The drop, to the lowest since 2020, was triggered by concerns over future outbreaks of Covid-19 and the risk they pose for new lockdowns, as well as rising costs, said the S&P Global China Business Outlook.
“Uncertainty around future waves of Covid-19 and further disruption to operations weighed on confidence,” Annabel Fiddes, associate director of economics at S&P Global Market Intelligence, said. “Rising costs, strained supply chains, and greater global economic uncertainty were also seen as headwinds to growth.”
Firms expect inflation to ease and revised down their estimates for profits, S&P said. The net balance of firms projecting higher profits fell from plus 17% in February to plus 6% in June, the lowest in two years, said the report.

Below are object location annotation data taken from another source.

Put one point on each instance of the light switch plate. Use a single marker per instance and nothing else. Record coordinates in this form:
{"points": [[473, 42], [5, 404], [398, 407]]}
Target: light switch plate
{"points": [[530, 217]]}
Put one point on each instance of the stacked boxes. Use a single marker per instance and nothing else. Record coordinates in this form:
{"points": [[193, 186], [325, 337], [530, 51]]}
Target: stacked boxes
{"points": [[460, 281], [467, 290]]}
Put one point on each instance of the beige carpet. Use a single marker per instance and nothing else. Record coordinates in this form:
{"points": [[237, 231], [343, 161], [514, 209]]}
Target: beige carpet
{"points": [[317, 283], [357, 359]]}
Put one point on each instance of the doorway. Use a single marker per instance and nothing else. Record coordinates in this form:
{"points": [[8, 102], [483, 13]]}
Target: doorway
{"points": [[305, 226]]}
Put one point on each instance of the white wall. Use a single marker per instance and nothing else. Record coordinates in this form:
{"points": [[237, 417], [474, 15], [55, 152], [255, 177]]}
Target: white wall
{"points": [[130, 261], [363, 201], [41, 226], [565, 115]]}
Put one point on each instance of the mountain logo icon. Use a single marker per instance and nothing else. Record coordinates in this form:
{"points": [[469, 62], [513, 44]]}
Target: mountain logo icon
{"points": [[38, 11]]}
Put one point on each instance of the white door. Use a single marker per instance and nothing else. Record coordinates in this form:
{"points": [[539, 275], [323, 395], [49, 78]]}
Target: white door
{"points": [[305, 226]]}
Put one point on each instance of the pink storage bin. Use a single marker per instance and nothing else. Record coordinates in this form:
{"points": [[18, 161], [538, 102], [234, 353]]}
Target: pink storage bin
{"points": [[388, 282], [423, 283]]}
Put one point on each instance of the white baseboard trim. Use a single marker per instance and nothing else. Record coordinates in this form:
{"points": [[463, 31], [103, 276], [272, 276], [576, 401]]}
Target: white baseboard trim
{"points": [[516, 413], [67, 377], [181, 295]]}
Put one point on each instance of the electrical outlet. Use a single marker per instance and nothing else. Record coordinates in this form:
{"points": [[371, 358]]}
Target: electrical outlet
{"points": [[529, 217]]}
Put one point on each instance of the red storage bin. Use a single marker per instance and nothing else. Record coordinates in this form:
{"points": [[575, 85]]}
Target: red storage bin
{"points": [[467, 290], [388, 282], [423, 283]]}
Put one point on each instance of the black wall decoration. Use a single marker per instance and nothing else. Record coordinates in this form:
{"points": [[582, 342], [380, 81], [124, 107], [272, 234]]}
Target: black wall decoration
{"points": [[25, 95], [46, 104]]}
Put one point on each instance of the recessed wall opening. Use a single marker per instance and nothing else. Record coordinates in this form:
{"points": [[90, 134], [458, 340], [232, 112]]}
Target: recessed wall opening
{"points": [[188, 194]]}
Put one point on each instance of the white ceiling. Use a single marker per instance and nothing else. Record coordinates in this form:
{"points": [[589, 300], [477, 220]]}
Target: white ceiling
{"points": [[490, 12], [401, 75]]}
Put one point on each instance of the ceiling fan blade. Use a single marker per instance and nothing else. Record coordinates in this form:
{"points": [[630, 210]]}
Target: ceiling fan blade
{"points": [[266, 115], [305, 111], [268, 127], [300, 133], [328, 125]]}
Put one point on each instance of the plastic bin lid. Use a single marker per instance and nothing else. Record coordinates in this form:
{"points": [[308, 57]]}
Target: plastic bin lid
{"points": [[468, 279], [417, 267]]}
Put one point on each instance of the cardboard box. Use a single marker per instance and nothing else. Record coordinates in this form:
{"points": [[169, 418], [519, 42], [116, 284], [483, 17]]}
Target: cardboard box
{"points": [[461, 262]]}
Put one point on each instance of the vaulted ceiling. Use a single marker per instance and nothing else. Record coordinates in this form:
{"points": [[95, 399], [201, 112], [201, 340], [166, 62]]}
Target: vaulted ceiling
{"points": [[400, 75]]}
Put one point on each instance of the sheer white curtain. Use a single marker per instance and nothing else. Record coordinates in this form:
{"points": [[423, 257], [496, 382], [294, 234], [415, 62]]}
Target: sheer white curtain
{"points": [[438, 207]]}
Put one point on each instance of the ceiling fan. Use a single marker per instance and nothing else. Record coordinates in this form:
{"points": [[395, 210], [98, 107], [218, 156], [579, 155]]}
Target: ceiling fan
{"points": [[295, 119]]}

Uncertainty over the pandemic has also led businesses to become warier regarding plans to hire, it said. While in February firms forecast a mild rise in future hiring, they now anticipate that workforce numbers will remain unchanged over the coming year, the report said.
Investment intentions also weakened in June with the net balance of firms projecting higher spending on research and development slipping plu 14% in Feburary to plus 10% in June, the report said.
S&P’s Global Business Outlook survey is based on responses from 12,000 manufacturers and service providers in Feburary, June and October.